Riding out the down days
- meganshep
- Aug 22, 2022
- 2 min read
Yesterday morning I had a real down moment. I'm definitely getting better at carrying on and looking for the bright things and the sunny moments. But yesterday was a blip. Dan was heading out cycling so Alba and I had the morning to ourselves. A prospect I don't usually find daunting. But our initial plans fell through and I suddenly felt totally lost as to what to do to fill our time. What we could do together. All I could think of was go for a coffee. That made me feel even sadder. I couldn't just nip to the park and run around on the grass, chasing her up the climbing frame and down the slide. I couldn't get the pens and paper out and do some drawing or colouring. I couldn't pull out the baking stuff and make some cupcakes together. I couldn't make a den and have a tea party, or play hide and seek with her. You get the drift. It's moments like this when the reality of the things I couldn't wait to do when I was pregnant may never happen. I do often have hope that one day we will be able to do all those things together, but for now it feels like a really long way off.

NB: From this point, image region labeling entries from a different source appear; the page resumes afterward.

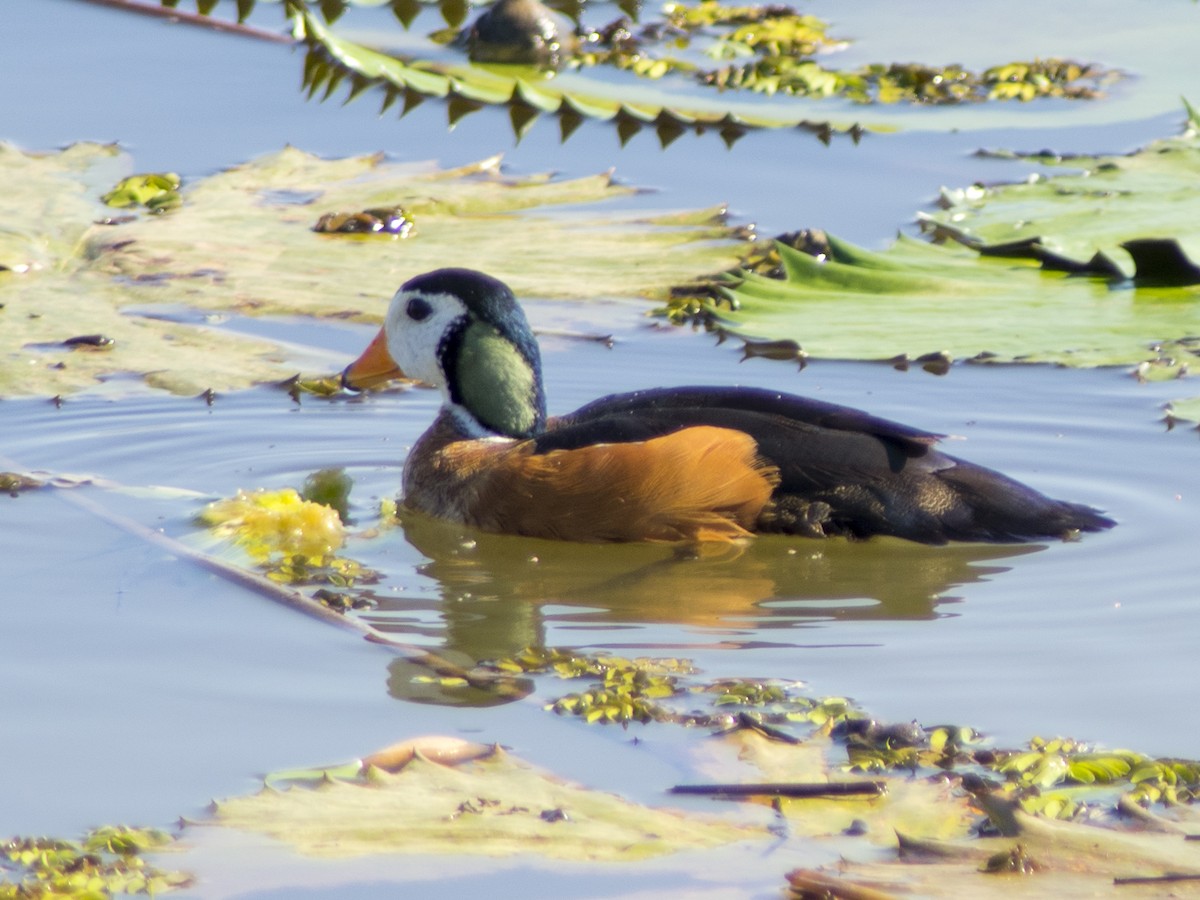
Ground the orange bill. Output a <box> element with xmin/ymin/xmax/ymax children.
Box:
<box><xmin>342</xmin><ymin>329</ymin><xmax>404</xmax><ymax>391</ymax></box>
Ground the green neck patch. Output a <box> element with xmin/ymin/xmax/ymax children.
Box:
<box><xmin>451</xmin><ymin>322</ymin><xmax>546</xmax><ymax>437</ymax></box>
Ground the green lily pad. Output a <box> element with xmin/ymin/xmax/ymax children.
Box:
<box><xmin>207</xmin><ymin>749</ymin><xmax>767</xmax><ymax>860</ymax></box>
<box><xmin>0</xmin><ymin>144</ymin><xmax>742</xmax><ymax>395</ymax></box>
<box><xmin>704</xmin><ymin>121</ymin><xmax>1200</xmax><ymax>377</ymax></box>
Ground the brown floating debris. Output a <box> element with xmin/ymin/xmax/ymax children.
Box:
<box><xmin>671</xmin><ymin>781</ymin><xmax>887</xmax><ymax>799</ymax></box>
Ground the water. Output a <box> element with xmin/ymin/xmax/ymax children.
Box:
<box><xmin>0</xmin><ymin>305</ymin><xmax>1200</xmax><ymax>832</ymax></box>
<box><xmin>0</xmin><ymin>0</ymin><xmax>1200</xmax><ymax>896</ymax></box>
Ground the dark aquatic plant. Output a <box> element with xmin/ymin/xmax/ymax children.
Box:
<box><xmin>114</xmin><ymin>0</ymin><xmax>1120</xmax><ymax>146</ymax></box>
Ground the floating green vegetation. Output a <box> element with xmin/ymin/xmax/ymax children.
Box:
<box><xmin>485</xmin><ymin>648</ymin><xmax>1200</xmax><ymax>835</ymax></box>
<box><xmin>667</xmin><ymin>111</ymin><xmax>1200</xmax><ymax>378</ymax></box>
<box><xmin>100</xmin><ymin>172</ymin><xmax>184</xmax><ymax>212</ymax></box>
<box><xmin>147</xmin><ymin>0</ymin><xmax>1120</xmax><ymax>146</ymax></box>
<box><xmin>0</xmin><ymin>144</ymin><xmax>744</xmax><ymax>400</ymax></box>
<box><xmin>0</xmin><ymin>826</ymin><xmax>192</xmax><ymax>900</ymax></box>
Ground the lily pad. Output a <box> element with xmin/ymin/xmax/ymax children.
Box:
<box><xmin>686</xmin><ymin>120</ymin><xmax>1200</xmax><ymax>377</ymax></box>
<box><xmin>207</xmin><ymin>749</ymin><xmax>767</xmax><ymax>860</ymax></box>
<box><xmin>0</xmin><ymin>144</ymin><xmax>742</xmax><ymax>395</ymax></box>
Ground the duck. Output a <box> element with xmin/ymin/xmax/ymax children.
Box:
<box><xmin>342</xmin><ymin>269</ymin><xmax>1114</xmax><ymax>544</ymax></box>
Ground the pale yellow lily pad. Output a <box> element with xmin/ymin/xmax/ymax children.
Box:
<box><xmin>207</xmin><ymin>749</ymin><xmax>767</xmax><ymax>860</ymax></box>
<box><xmin>0</xmin><ymin>144</ymin><xmax>742</xmax><ymax>395</ymax></box>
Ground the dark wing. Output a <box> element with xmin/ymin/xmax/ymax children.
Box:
<box><xmin>556</xmin><ymin>388</ymin><xmax>944</xmax><ymax>456</ymax></box>
<box><xmin>534</xmin><ymin>388</ymin><xmax>1111</xmax><ymax>544</ymax></box>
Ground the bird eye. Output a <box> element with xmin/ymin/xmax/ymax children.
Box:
<box><xmin>404</xmin><ymin>296</ymin><xmax>433</xmax><ymax>322</ymax></box>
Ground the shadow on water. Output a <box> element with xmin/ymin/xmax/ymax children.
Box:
<box><xmin>364</xmin><ymin>514</ymin><xmax>1044</xmax><ymax>706</ymax></box>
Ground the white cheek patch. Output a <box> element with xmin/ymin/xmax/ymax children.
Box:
<box><xmin>384</xmin><ymin>290</ymin><xmax>467</xmax><ymax>388</ymax></box>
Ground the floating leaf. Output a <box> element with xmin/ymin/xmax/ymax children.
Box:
<box><xmin>0</xmin><ymin>144</ymin><xmax>740</xmax><ymax>396</ymax></box>
<box><xmin>207</xmin><ymin>749</ymin><xmax>766</xmax><ymax>860</ymax></box>
<box><xmin>678</xmin><ymin>121</ymin><xmax>1200</xmax><ymax>377</ymax></box>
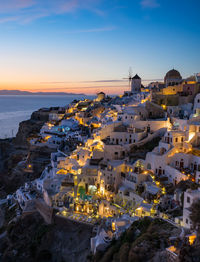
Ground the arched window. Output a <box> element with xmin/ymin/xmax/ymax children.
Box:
<box><xmin>147</xmin><ymin>163</ymin><xmax>151</xmax><ymax>169</ymax></box>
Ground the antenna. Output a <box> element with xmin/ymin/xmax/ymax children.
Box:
<box><xmin>123</xmin><ymin>67</ymin><xmax>133</xmax><ymax>88</ymax></box>
<box><xmin>128</xmin><ymin>67</ymin><xmax>133</xmax><ymax>88</ymax></box>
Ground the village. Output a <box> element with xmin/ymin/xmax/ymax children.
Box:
<box><xmin>1</xmin><ymin>69</ymin><xmax>200</xmax><ymax>261</ymax></box>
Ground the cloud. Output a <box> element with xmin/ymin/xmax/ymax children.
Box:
<box><xmin>140</xmin><ymin>0</ymin><xmax>160</xmax><ymax>8</ymax></box>
<box><xmin>0</xmin><ymin>0</ymin><xmax>104</xmax><ymax>24</ymax></box>
<box><xmin>66</xmin><ymin>26</ymin><xmax>116</xmax><ymax>34</ymax></box>
<box><xmin>0</xmin><ymin>0</ymin><xmax>35</xmax><ymax>13</ymax></box>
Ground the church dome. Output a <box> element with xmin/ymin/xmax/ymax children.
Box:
<box><xmin>165</xmin><ymin>69</ymin><xmax>182</xmax><ymax>82</ymax></box>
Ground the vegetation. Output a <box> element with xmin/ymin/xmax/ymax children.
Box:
<box><xmin>93</xmin><ymin>217</ymin><xmax>177</xmax><ymax>262</ymax></box>
<box><xmin>190</xmin><ymin>200</ymin><xmax>200</xmax><ymax>232</ymax></box>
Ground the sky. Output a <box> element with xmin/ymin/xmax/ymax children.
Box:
<box><xmin>0</xmin><ymin>0</ymin><xmax>200</xmax><ymax>94</ymax></box>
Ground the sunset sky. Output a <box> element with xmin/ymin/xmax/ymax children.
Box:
<box><xmin>0</xmin><ymin>0</ymin><xmax>200</xmax><ymax>94</ymax></box>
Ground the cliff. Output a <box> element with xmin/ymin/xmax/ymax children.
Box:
<box><xmin>0</xmin><ymin>110</ymin><xmax>52</xmax><ymax>197</ymax></box>
<box><xmin>94</xmin><ymin>217</ymin><xmax>180</xmax><ymax>262</ymax></box>
<box><xmin>0</xmin><ymin>213</ymin><xmax>92</xmax><ymax>262</ymax></box>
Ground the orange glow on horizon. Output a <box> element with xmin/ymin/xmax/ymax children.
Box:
<box><xmin>0</xmin><ymin>81</ymin><xmax>129</xmax><ymax>95</ymax></box>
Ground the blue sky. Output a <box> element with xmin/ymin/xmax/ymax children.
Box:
<box><xmin>0</xmin><ymin>0</ymin><xmax>200</xmax><ymax>93</ymax></box>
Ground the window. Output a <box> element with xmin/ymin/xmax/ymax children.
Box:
<box><xmin>187</xmin><ymin>197</ymin><xmax>190</xmax><ymax>203</ymax></box>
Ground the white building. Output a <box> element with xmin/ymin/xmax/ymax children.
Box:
<box><xmin>183</xmin><ymin>188</ymin><xmax>200</xmax><ymax>228</ymax></box>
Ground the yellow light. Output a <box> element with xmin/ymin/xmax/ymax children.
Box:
<box><xmin>188</xmin><ymin>235</ymin><xmax>196</xmax><ymax>245</ymax></box>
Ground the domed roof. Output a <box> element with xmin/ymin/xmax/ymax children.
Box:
<box><xmin>165</xmin><ymin>69</ymin><xmax>182</xmax><ymax>80</ymax></box>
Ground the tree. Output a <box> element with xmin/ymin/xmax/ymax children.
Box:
<box><xmin>190</xmin><ymin>199</ymin><xmax>200</xmax><ymax>232</ymax></box>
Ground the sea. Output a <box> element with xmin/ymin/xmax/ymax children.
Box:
<box><xmin>0</xmin><ymin>95</ymin><xmax>94</xmax><ymax>139</ymax></box>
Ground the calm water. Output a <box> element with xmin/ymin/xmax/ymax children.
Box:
<box><xmin>0</xmin><ymin>95</ymin><xmax>92</xmax><ymax>138</ymax></box>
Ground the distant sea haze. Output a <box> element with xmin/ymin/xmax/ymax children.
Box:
<box><xmin>0</xmin><ymin>95</ymin><xmax>93</xmax><ymax>138</ymax></box>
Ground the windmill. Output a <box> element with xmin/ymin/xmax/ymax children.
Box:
<box><xmin>123</xmin><ymin>67</ymin><xmax>133</xmax><ymax>89</ymax></box>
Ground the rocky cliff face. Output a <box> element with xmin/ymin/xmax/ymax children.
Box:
<box><xmin>0</xmin><ymin>213</ymin><xmax>92</xmax><ymax>262</ymax></box>
<box><xmin>14</xmin><ymin>119</ymin><xmax>44</xmax><ymax>148</ymax></box>
<box><xmin>94</xmin><ymin>217</ymin><xmax>180</xmax><ymax>262</ymax></box>
<box><xmin>0</xmin><ymin>111</ymin><xmax>52</xmax><ymax>196</ymax></box>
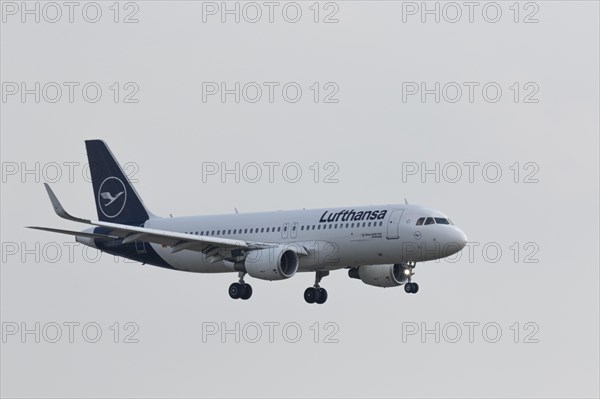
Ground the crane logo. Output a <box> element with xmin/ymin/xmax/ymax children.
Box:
<box><xmin>98</xmin><ymin>176</ymin><xmax>127</xmax><ymax>218</ymax></box>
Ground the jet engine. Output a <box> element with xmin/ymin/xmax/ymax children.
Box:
<box><xmin>348</xmin><ymin>263</ymin><xmax>410</xmax><ymax>288</ymax></box>
<box><xmin>244</xmin><ymin>245</ymin><xmax>299</xmax><ymax>281</ymax></box>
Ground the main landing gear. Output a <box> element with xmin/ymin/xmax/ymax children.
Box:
<box><xmin>404</xmin><ymin>261</ymin><xmax>419</xmax><ymax>294</ymax></box>
<box><xmin>229</xmin><ymin>272</ymin><xmax>252</xmax><ymax>300</ymax></box>
<box><xmin>304</xmin><ymin>271</ymin><xmax>329</xmax><ymax>305</ymax></box>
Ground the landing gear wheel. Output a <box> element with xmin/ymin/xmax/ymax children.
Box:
<box><xmin>313</xmin><ymin>288</ymin><xmax>327</xmax><ymax>305</ymax></box>
<box><xmin>411</xmin><ymin>283</ymin><xmax>419</xmax><ymax>294</ymax></box>
<box><xmin>229</xmin><ymin>283</ymin><xmax>244</xmax><ymax>299</ymax></box>
<box><xmin>404</xmin><ymin>282</ymin><xmax>419</xmax><ymax>294</ymax></box>
<box><xmin>240</xmin><ymin>284</ymin><xmax>252</xmax><ymax>300</ymax></box>
<box><xmin>304</xmin><ymin>287</ymin><xmax>318</xmax><ymax>303</ymax></box>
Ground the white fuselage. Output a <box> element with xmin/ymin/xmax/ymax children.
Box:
<box><xmin>142</xmin><ymin>205</ymin><xmax>467</xmax><ymax>273</ymax></box>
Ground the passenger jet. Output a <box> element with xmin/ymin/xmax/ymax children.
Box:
<box><xmin>30</xmin><ymin>140</ymin><xmax>467</xmax><ymax>304</ymax></box>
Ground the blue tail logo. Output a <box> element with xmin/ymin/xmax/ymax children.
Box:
<box><xmin>98</xmin><ymin>176</ymin><xmax>127</xmax><ymax>219</ymax></box>
<box><xmin>85</xmin><ymin>140</ymin><xmax>156</xmax><ymax>226</ymax></box>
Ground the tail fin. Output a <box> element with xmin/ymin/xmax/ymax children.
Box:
<box><xmin>85</xmin><ymin>140</ymin><xmax>154</xmax><ymax>226</ymax></box>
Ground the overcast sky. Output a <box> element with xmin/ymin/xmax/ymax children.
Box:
<box><xmin>0</xmin><ymin>1</ymin><xmax>600</xmax><ymax>397</ymax></box>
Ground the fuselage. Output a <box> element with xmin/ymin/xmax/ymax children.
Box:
<box><xmin>94</xmin><ymin>204</ymin><xmax>467</xmax><ymax>273</ymax></box>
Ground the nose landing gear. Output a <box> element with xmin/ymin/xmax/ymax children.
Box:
<box><xmin>304</xmin><ymin>271</ymin><xmax>329</xmax><ymax>305</ymax></box>
<box><xmin>404</xmin><ymin>261</ymin><xmax>419</xmax><ymax>294</ymax></box>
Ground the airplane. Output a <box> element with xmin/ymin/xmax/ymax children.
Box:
<box><xmin>28</xmin><ymin>140</ymin><xmax>467</xmax><ymax>304</ymax></box>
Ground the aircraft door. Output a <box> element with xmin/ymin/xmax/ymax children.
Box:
<box><xmin>387</xmin><ymin>209</ymin><xmax>404</xmax><ymax>240</ymax></box>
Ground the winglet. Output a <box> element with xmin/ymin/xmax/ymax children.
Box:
<box><xmin>44</xmin><ymin>183</ymin><xmax>91</xmax><ymax>224</ymax></box>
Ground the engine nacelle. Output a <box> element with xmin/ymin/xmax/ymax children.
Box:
<box><xmin>348</xmin><ymin>263</ymin><xmax>408</xmax><ymax>288</ymax></box>
<box><xmin>244</xmin><ymin>245</ymin><xmax>300</xmax><ymax>281</ymax></box>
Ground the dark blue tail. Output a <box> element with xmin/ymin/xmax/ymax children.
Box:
<box><xmin>85</xmin><ymin>140</ymin><xmax>152</xmax><ymax>226</ymax></box>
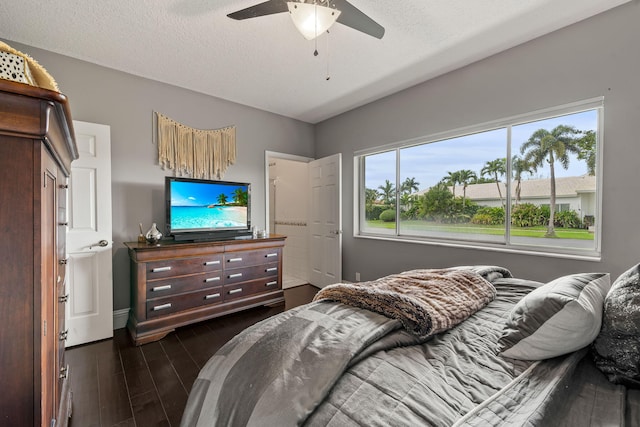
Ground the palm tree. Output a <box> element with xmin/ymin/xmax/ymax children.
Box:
<box><xmin>442</xmin><ymin>171</ymin><xmax>460</xmax><ymax>199</ymax></box>
<box><xmin>480</xmin><ymin>157</ymin><xmax>507</xmax><ymax>207</ymax></box>
<box><xmin>520</xmin><ymin>125</ymin><xmax>581</xmax><ymax>237</ymax></box>
<box><xmin>378</xmin><ymin>179</ymin><xmax>396</xmax><ymax>205</ymax></box>
<box><xmin>400</xmin><ymin>177</ymin><xmax>420</xmax><ymax>194</ymax></box>
<box><xmin>511</xmin><ymin>154</ymin><xmax>535</xmax><ymax>205</ymax></box>
<box><xmin>233</xmin><ymin>188</ymin><xmax>247</xmax><ymax>206</ymax></box>
<box><xmin>364</xmin><ymin>188</ymin><xmax>380</xmax><ymax>204</ymax></box>
<box><xmin>458</xmin><ymin>169</ymin><xmax>478</xmax><ymax>208</ymax></box>
<box><xmin>576</xmin><ymin>130</ymin><xmax>596</xmax><ymax>176</ymax></box>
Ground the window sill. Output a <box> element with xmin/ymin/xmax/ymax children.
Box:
<box><xmin>353</xmin><ymin>234</ymin><xmax>602</xmax><ymax>262</ymax></box>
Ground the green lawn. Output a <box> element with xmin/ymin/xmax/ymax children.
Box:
<box><xmin>366</xmin><ymin>220</ymin><xmax>593</xmax><ymax>240</ymax></box>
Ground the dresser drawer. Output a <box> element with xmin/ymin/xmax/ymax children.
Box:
<box><xmin>224</xmin><ymin>248</ymin><xmax>282</xmax><ymax>269</ymax></box>
<box><xmin>146</xmin><ymin>254</ymin><xmax>222</xmax><ymax>280</ymax></box>
<box><xmin>224</xmin><ymin>263</ymin><xmax>278</xmax><ymax>285</ymax></box>
<box><xmin>147</xmin><ymin>286</ymin><xmax>223</xmax><ymax>319</ymax></box>
<box><xmin>224</xmin><ymin>277</ymin><xmax>280</xmax><ymax>302</ymax></box>
<box><xmin>147</xmin><ymin>271</ymin><xmax>223</xmax><ymax>299</ymax></box>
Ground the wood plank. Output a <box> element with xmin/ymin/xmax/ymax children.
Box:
<box><xmin>142</xmin><ymin>342</ymin><xmax>188</xmax><ymax>425</ymax></box>
<box><xmin>160</xmin><ymin>334</ymin><xmax>200</xmax><ymax>392</ymax></box>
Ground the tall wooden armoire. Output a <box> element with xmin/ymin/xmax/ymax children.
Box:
<box><xmin>0</xmin><ymin>80</ymin><xmax>78</xmax><ymax>427</ymax></box>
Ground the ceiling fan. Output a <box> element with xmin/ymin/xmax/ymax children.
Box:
<box><xmin>227</xmin><ymin>0</ymin><xmax>384</xmax><ymax>39</ymax></box>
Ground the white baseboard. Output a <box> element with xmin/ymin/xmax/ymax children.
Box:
<box><xmin>113</xmin><ymin>308</ymin><xmax>129</xmax><ymax>331</ymax></box>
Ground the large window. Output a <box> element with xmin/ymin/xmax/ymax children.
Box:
<box><xmin>356</xmin><ymin>99</ymin><xmax>603</xmax><ymax>256</ymax></box>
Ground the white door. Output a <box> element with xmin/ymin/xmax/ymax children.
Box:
<box><xmin>66</xmin><ymin>121</ymin><xmax>113</xmax><ymax>346</ymax></box>
<box><xmin>309</xmin><ymin>154</ymin><xmax>342</xmax><ymax>288</ymax></box>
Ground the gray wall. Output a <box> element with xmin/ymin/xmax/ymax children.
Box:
<box><xmin>7</xmin><ymin>41</ymin><xmax>314</xmax><ymax>310</ymax></box>
<box><xmin>316</xmin><ymin>2</ymin><xmax>640</xmax><ymax>286</ymax></box>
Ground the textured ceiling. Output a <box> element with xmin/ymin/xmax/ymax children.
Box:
<box><xmin>0</xmin><ymin>0</ymin><xmax>629</xmax><ymax>123</ymax></box>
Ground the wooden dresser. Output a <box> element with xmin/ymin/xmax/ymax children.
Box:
<box><xmin>125</xmin><ymin>235</ymin><xmax>285</xmax><ymax>345</ymax></box>
<box><xmin>0</xmin><ymin>80</ymin><xmax>78</xmax><ymax>427</ymax></box>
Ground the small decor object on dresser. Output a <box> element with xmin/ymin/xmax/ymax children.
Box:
<box><xmin>144</xmin><ymin>222</ymin><xmax>162</xmax><ymax>245</ymax></box>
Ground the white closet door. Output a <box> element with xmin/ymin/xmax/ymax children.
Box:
<box><xmin>66</xmin><ymin>121</ymin><xmax>113</xmax><ymax>346</ymax></box>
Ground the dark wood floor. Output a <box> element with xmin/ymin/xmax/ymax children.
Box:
<box><xmin>66</xmin><ymin>285</ymin><xmax>318</xmax><ymax>427</ymax></box>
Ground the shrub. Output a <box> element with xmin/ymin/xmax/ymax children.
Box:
<box><xmin>583</xmin><ymin>215</ymin><xmax>596</xmax><ymax>228</ymax></box>
<box><xmin>471</xmin><ymin>206</ymin><xmax>504</xmax><ymax>225</ymax></box>
<box><xmin>553</xmin><ymin>211</ymin><xmax>582</xmax><ymax>228</ymax></box>
<box><xmin>380</xmin><ymin>209</ymin><xmax>396</xmax><ymax>222</ymax></box>
<box><xmin>511</xmin><ymin>203</ymin><xmax>545</xmax><ymax>227</ymax></box>
<box><xmin>365</xmin><ymin>204</ymin><xmax>389</xmax><ymax>220</ymax></box>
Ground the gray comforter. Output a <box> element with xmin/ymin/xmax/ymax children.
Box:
<box><xmin>182</xmin><ymin>270</ymin><xmax>624</xmax><ymax>427</ymax></box>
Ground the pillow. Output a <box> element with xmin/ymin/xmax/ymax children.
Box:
<box><xmin>498</xmin><ymin>273</ymin><xmax>611</xmax><ymax>360</ymax></box>
<box><xmin>593</xmin><ymin>264</ymin><xmax>640</xmax><ymax>388</ymax></box>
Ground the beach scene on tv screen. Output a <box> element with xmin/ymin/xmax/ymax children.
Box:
<box><xmin>171</xmin><ymin>181</ymin><xmax>249</xmax><ymax>231</ymax></box>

We did go out for coffee and my parents joined us, which was lovely. Then she had a super long nap and we went for a walk with friends and had dinner at the pub in the glorious evening sunshine. The day wasn't all doom and gloom, and I went to bed with my cup well and truly refilled. I've said it before and I'll say it again - this little life of ours truly is a rollercoaster, and you never know which bend is hiding the next drop.